Selain itu, perpres tentang JKN juga bertentangan dengan Sistem Urun Biaya dalam UU SJSN, yakni Pasal 22 Ayat (2) dan penjelasannya yang menyatakan untuk pelayanan kesehatan yang sangat dipengaruhi selera dan perilaku peserta dapat dikenakan sistem urun biaya. Maka, perpres JKN tidak mengecualikan layanan (i dan j) karena pelayanan dipengaruhi selera dan perilaku peserta. Artinya, jaminan dari BPJS hanya diberikan sejumlah persentase tertentu dari total biaya pelayanan dan bukan sama sekali dikecualikan sebagaimana diatur di dalam Perpres No 64/2020.
Bukan hanya itu, perpres tersebut juga bertentangan dengan UU No 39/1999 tentang HAM, UU No 11/2005 tentang Pengesahan ICCPR, UU Kesehatan, dan UU SJSN mengenai hak kesehatan tanpa diskriminasi. Keempat UU itu mengatur jaminan atas hak kesehatan melalui penyelenggaraan pelayanan kesehatan tanpa diskriminasi.
Oleh karena itu, para pemohon yang terdiri dari perseorangan dan organisasi masyarakat sipil yang bekerja pada advokasi perubahan kebijakan dan pemberdayaan orang dengan HIV/AIDS, pengguna dan pencandu narkotika, serta pekerja seks meminta MA untuk menyatakan Pasal 52 Ayat (1) Huruf i dan j Perpres JKN bertentangan dengan peraturan perundang-undangan di atasnya.
Perempuan dan anak
Baby mengungkapkan, dia mengatasnamakan diri sendiri mengajukan uji materiil atas perpres tersebut karena selama ini tidak ada perempuan yang berani untuk berbicara. ”Contohnya perempuan seperti saya, mantan pengguna narkotika dan hidup dengan HIV yang tidak mudah berbicara di publik,” katanya.
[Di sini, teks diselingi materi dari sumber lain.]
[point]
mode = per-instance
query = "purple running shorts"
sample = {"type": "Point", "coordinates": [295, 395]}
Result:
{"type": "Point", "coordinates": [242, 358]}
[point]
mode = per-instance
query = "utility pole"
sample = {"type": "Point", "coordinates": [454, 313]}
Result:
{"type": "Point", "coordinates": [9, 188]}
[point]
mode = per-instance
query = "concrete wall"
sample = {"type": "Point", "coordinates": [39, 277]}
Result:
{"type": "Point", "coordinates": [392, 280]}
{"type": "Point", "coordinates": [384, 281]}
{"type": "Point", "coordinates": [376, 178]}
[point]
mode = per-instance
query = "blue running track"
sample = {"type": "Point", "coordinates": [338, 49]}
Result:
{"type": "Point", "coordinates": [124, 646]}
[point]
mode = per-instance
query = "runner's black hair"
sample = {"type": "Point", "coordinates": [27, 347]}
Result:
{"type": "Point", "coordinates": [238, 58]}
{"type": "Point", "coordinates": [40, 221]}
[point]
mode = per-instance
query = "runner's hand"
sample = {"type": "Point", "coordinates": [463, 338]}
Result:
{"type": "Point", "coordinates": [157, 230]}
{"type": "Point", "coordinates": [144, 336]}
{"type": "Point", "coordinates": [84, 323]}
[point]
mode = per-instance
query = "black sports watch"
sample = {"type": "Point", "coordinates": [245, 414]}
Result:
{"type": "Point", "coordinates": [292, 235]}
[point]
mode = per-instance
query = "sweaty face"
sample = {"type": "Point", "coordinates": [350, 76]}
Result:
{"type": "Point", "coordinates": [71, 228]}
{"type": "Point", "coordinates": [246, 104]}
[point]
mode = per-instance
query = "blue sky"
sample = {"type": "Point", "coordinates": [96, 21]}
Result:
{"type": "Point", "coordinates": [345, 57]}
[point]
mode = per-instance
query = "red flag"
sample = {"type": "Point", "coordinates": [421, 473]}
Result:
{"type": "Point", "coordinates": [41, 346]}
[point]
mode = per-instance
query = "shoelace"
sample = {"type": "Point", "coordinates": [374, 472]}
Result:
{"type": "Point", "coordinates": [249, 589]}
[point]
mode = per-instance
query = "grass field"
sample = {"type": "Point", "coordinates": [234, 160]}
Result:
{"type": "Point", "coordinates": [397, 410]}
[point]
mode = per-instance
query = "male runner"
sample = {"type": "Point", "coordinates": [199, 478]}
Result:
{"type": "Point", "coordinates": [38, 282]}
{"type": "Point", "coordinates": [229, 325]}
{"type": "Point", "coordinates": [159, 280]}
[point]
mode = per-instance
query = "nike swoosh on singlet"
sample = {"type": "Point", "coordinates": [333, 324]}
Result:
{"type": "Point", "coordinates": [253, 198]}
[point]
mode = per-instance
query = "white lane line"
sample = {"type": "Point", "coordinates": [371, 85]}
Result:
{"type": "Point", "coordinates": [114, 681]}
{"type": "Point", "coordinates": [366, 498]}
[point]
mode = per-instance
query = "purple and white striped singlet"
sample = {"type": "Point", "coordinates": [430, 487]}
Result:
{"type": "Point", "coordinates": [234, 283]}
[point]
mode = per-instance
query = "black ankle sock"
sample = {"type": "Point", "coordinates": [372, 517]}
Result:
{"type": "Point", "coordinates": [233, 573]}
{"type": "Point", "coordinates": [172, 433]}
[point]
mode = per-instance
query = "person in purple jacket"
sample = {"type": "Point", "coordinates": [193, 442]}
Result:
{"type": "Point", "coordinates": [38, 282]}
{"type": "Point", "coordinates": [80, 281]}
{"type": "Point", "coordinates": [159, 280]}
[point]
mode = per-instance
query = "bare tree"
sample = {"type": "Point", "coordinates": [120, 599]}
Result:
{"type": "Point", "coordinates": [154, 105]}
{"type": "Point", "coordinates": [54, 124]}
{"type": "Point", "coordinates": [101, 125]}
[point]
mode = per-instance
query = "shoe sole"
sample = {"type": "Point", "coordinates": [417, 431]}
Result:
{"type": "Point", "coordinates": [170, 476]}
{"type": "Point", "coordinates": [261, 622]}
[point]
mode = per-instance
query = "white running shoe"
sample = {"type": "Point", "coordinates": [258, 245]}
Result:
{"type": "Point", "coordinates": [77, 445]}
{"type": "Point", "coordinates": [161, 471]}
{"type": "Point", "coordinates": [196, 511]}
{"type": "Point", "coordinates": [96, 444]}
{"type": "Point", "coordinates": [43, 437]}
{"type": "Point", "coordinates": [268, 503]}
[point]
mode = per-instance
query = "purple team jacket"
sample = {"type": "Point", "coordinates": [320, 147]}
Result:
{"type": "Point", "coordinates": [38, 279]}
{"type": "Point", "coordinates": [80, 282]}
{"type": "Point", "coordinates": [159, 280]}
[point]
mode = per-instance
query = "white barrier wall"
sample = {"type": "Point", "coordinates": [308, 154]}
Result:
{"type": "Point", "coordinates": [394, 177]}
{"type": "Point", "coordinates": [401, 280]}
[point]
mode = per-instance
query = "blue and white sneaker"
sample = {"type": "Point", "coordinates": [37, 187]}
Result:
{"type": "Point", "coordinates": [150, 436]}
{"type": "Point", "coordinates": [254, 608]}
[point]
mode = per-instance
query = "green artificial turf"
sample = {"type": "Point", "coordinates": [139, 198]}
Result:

Kebanyakan perempuan yang terinfeksi HIV karena menggunakan jarum suntik narkotika, sebagian lagi dari kami memiliki pasangan pengguna napza (narkotika, psikotropika, dan zat-zat adiktif), perempuan yang tidak berlatar belakang risiko apa pun dan menikah dengan mantan pengguna napza atau pengguna napza aktif.
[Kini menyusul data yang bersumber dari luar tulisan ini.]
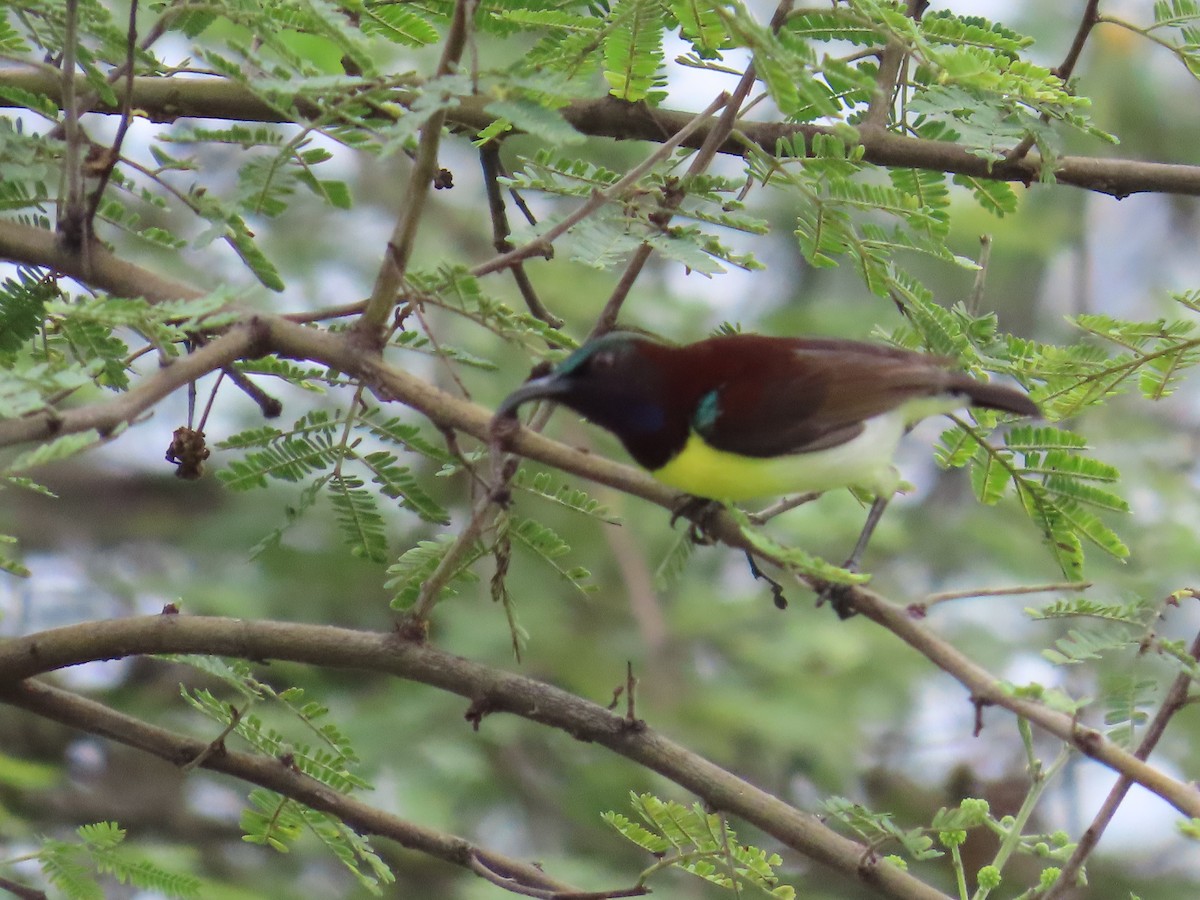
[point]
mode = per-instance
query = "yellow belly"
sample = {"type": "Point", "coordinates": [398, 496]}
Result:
{"type": "Point", "coordinates": [864, 462]}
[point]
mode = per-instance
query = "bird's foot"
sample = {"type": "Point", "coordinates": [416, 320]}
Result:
{"type": "Point", "coordinates": [700, 510]}
{"type": "Point", "coordinates": [777, 589]}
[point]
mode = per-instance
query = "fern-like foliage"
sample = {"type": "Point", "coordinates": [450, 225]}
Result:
{"type": "Point", "coordinates": [73, 867]}
{"type": "Point", "coordinates": [312, 745]}
{"type": "Point", "coordinates": [701, 844]}
{"type": "Point", "coordinates": [880, 829]}
{"type": "Point", "coordinates": [316, 449]}
{"type": "Point", "coordinates": [419, 562]}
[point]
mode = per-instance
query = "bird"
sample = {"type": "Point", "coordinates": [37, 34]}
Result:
{"type": "Point", "coordinates": [742, 417]}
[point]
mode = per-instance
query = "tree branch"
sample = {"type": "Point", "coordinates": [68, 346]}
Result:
{"type": "Point", "coordinates": [1175, 700]}
{"type": "Point", "coordinates": [168, 99]}
{"type": "Point", "coordinates": [420, 183]}
{"type": "Point", "coordinates": [487, 689]}
{"type": "Point", "coordinates": [267, 772]}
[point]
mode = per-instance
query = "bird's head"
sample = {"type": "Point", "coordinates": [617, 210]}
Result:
{"type": "Point", "coordinates": [617, 381]}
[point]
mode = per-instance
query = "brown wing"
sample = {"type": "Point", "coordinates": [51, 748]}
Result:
{"type": "Point", "coordinates": [801, 396]}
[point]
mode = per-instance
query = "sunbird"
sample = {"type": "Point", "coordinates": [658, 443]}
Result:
{"type": "Point", "coordinates": [743, 417]}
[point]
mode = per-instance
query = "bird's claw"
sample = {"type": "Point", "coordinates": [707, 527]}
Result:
{"type": "Point", "coordinates": [700, 510]}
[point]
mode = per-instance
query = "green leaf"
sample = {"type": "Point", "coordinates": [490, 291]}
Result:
{"type": "Point", "coordinates": [418, 563]}
{"type": "Point", "coordinates": [633, 51]}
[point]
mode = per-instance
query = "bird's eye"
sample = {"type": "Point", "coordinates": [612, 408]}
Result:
{"type": "Point", "coordinates": [604, 360]}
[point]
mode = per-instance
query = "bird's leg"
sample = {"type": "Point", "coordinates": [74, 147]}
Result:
{"type": "Point", "coordinates": [837, 594]}
{"type": "Point", "coordinates": [777, 589]}
{"type": "Point", "coordinates": [700, 511]}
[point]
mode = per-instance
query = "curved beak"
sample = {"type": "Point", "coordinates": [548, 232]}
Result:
{"type": "Point", "coordinates": [545, 388]}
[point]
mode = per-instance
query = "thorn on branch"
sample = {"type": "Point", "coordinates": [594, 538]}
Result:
{"type": "Point", "coordinates": [478, 711]}
{"type": "Point", "coordinates": [979, 703]}
{"type": "Point", "coordinates": [270, 407]}
{"type": "Point", "coordinates": [187, 451]}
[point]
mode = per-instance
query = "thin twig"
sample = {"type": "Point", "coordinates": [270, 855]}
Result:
{"type": "Point", "coordinates": [71, 221]}
{"type": "Point", "coordinates": [541, 244]}
{"type": "Point", "coordinates": [490, 161]}
{"type": "Point", "coordinates": [94, 718]}
{"type": "Point", "coordinates": [1175, 700]}
{"type": "Point", "coordinates": [943, 595]}
{"type": "Point", "coordinates": [419, 661]}
{"type": "Point", "coordinates": [778, 509]}
{"type": "Point", "coordinates": [420, 183]}
{"type": "Point", "coordinates": [975, 299]}
{"type": "Point", "coordinates": [1089, 21]}
{"type": "Point", "coordinates": [114, 153]}
{"type": "Point", "coordinates": [515, 886]}
{"type": "Point", "coordinates": [717, 136]}
{"type": "Point", "coordinates": [1065, 70]}
{"type": "Point", "coordinates": [163, 100]}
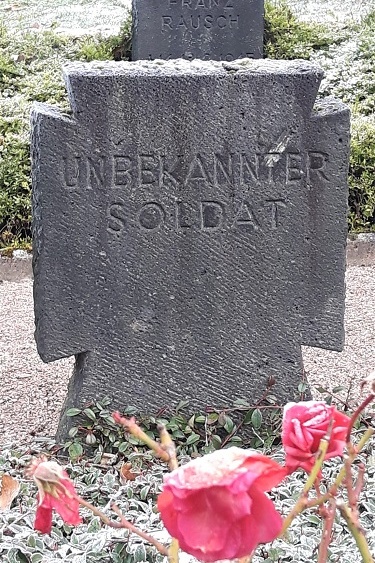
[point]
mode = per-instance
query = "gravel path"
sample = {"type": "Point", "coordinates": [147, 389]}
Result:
{"type": "Point", "coordinates": [32, 393]}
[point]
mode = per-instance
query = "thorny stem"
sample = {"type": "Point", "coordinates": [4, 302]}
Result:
{"type": "Point", "coordinates": [350, 488]}
{"type": "Point", "coordinates": [129, 526]}
{"type": "Point", "coordinates": [360, 480]}
{"type": "Point", "coordinates": [168, 446]}
{"type": "Point", "coordinates": [122, 524]}
{"type": "Point", "coordinates": [356, 414]}
{"type": "Point", "coordinates": [327, 532]}
{"type": "Point", "coordinates": [332, 492]}
{"type": "Point", "coordinates": [302, 502]}
{"type": "Point", "coordinates": [356, 531]}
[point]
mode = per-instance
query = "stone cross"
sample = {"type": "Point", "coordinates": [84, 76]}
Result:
{"type": "Point", "coordinates": [197, 29]}
{"type": "Point", "coordinates": [189, 229]}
”Saya pernah mendengar pihak BPJS mengatakan bahwa salah satu yang menyebabkan defisit BPJS adalah perempuan HIV yang hamil dan melahirkan harus sesar. Ini sudah salah kaprah karena tidak semua perempuan HIV hamil harus disesar. Jangan menyalahkan defisit BPJS karena perempuan yang harus disesar,” ujar Baby.
Sebab, menurt Baby, jika promosi tentang HIV serta pencegahan dan pengobatan terhadap perempuan HIV yang ingin hamil atau sudah hamil dilakukan dengan benar, maka tidak perlu dilakukan sesar karena mereka bisa melahirkan secara normal.
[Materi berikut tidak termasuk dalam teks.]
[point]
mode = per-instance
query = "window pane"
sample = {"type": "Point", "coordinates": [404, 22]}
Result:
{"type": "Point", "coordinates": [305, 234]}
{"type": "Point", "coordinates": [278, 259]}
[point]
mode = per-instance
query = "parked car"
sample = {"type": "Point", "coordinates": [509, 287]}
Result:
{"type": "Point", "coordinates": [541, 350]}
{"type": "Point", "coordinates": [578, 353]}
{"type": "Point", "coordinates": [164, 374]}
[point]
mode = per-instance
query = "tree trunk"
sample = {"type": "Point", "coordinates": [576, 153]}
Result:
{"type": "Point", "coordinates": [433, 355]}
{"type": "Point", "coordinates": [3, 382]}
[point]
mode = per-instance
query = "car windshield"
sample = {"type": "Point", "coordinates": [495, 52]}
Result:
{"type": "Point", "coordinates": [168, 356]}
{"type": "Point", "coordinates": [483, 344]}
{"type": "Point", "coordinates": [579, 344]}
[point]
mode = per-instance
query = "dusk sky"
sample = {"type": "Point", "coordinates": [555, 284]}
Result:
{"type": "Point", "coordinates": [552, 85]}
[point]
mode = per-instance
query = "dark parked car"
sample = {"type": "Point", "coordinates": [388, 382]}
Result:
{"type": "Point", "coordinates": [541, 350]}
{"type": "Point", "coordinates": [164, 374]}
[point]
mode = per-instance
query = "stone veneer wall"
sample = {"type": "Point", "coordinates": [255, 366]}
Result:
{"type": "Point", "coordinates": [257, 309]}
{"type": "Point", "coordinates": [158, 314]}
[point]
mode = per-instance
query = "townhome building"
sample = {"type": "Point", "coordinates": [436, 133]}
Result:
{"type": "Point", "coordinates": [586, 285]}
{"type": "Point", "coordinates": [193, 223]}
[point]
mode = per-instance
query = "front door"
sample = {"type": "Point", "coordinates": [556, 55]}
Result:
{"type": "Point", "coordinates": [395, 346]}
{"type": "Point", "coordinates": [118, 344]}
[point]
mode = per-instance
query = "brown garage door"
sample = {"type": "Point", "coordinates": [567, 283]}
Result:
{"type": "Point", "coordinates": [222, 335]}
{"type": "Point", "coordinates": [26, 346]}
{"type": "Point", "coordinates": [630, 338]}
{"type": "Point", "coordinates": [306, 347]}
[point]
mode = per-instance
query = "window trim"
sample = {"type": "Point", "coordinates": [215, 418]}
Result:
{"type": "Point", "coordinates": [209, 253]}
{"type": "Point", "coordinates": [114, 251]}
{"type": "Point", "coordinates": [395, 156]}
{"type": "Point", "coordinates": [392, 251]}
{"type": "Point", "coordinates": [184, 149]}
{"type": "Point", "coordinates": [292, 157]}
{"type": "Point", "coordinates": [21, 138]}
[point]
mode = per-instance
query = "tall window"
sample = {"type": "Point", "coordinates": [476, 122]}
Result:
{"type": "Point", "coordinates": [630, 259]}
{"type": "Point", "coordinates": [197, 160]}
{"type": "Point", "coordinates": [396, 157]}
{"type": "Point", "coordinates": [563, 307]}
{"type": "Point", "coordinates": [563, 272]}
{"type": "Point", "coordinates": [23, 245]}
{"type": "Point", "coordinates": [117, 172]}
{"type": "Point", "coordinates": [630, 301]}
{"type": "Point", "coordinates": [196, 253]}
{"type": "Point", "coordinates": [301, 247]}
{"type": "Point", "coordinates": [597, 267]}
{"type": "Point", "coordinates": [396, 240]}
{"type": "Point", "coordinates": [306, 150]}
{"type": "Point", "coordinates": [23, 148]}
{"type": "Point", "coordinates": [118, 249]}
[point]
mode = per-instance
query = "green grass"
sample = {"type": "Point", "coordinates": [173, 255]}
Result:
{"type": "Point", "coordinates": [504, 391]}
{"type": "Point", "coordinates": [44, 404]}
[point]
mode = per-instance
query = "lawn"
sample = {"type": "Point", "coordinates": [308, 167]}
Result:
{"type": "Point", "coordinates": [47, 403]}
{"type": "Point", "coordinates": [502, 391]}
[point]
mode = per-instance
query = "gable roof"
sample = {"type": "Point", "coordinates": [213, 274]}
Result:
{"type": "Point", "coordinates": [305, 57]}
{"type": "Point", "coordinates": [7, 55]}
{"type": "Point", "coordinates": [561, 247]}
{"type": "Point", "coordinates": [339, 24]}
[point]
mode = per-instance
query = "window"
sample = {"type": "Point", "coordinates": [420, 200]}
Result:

Ia menegaskan, dalam situasi normal saja, perempuan dan anak hidup dengan HIV/AIDS sudah sulit mengakses layanan kesehatan, di masa pandemi Covid-19 kondisinya tambah sulit. Bahkan, sejumlah perempuan dengan HIV/AIDS, terutama yang sedang hamil, kesulitan mengakses layanan di sejumlah rumah sakit yang melayani BPJS karena RS penuh.
Akibatnya, perempuan dengan HIV yang hamil dialihkan layanannya ke RS swasta, padahal RS tersebut tidak melayani BPJS sehingga mereka harus membayar sendiri. Bahkan, Baby mengungkapkan, beberapa hari lalu saat ikut pertemuan webinar, dia mendengar usulan BPJS kepada Pusat Pembiayaan dan Jaminan Kesehatan (P2JK) Kemenkes agar semua komponen pengobatan untuk layanan apa pun berkaitan dengan HIV dihapuskan dari BPJS.
Adapun Lia mengungkapkan, pekerja seks berkepentingan dengan uji materi perpres tersebut karena mereka termasuk kelompok rentan karena kemiskinan. Jika mengalami gangguan kesehatan, mereka kesulitan mengakses layanan kesehatan. Ketika mengalami infeksi menular seksual, mereka tidak bisa mengakses layanan kesehatan.
Sementara itu, Aditia menyampaikan, hingga kini, dari pengguna napza yang tersebar di 18 provinsi, hanya 56 persen yang bisa mengakses BPJS. Selebihnya, ketika pandemi terjadi, penderita napza yang sedang mengikuti terapi tetap harus membayar.